The book benefits from the handiwork of Orlando-based illustrator Mark Cooper and an excellent printing job. Currently, Décosterd said, she's distributing the book through independent bookstores, including Town House Books in St. Charles.

"The scary part of this is the books all come here," Décosterd said. "I've got 5,000 books, and they're all here."

As Max sleeps next to her on the living room sectional, Décosterd explains how this all came about. The book mirrors her interests in adults achieving their leadership goals in business.

With a doctorate in human development and four master's degrees, she has spent most of her career working with management employees "helping these clients be as healthy and resilient as they can be."

Among her career stops was a stint at the Center for Business and Industry at the State University of New York at Dutchess Community College.

There she was commissioned to work with such companies as IBM and NYNEX. Later, she taught classes for a non-profit company.

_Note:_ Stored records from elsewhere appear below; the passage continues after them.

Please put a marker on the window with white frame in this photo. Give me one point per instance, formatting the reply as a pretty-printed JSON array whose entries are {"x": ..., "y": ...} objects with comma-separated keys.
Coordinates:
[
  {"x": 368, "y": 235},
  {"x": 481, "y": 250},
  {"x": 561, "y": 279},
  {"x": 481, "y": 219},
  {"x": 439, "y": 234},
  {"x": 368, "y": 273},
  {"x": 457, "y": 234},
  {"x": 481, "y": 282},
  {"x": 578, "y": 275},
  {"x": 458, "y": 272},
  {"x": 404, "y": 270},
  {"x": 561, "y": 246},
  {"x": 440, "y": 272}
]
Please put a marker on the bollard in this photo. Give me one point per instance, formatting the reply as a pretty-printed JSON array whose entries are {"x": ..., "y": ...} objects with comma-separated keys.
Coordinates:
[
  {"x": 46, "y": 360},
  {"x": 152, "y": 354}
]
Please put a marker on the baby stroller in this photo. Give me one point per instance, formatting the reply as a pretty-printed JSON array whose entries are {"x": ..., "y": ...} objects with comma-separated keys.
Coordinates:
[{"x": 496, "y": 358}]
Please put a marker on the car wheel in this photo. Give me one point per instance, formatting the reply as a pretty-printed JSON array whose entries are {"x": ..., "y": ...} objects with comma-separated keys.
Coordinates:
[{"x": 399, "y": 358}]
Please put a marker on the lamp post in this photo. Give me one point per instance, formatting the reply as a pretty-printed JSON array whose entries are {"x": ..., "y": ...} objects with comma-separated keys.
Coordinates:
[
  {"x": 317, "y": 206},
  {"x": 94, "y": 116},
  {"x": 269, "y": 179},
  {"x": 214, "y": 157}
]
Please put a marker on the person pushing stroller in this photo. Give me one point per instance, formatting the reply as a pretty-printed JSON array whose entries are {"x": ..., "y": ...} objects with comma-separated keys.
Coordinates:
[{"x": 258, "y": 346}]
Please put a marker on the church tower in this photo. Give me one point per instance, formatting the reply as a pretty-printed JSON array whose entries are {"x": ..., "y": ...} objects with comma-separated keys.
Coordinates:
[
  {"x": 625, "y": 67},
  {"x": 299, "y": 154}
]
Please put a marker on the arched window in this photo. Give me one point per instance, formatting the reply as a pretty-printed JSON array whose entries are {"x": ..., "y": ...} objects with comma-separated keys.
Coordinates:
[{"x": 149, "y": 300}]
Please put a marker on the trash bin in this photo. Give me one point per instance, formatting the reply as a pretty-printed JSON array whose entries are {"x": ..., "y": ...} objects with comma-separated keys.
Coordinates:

For a while, too, she served as a business consultant for companies in Europe, then returned to the United States. Eventually, she chose to do what she's doing now, running the Lead Life Institute, first on the East Coast and now in the Midwest.

Among her tasks is teaching how small groups can achieve team effectiveness. She's also concerned that her clients be physically and emotionally healthy. Most important, she said, she doesn't try to mold her clients into a preconceived image of what a successful leader should be.

"I believe that our clients got to their leadership positions by being what they are," Décosterd said.

She also shows clients about what she calls "derailers" -- behaviors she said can derail a person's career.

On the firm's Web site, she describes the institute's approach:

"For us, leadership is a broad term encompassing business skill and acumen, professional and interpersonal power, how we favorably impact the world and how we make a difference. The life piece focuses on attitude, performance, and resilience."

Max says the same thing, too, simply by a wag of the tail and a shake of the paw.

What: "Magical Max Makes Friends," first in a series of three children's books about important life qualities. Published by Lead Life Press.

Who: Author Mary Lou Décosterd, business consultant and principal of the Lead Life Institute, and her dog, Max. Illustrations by Mark Cooper.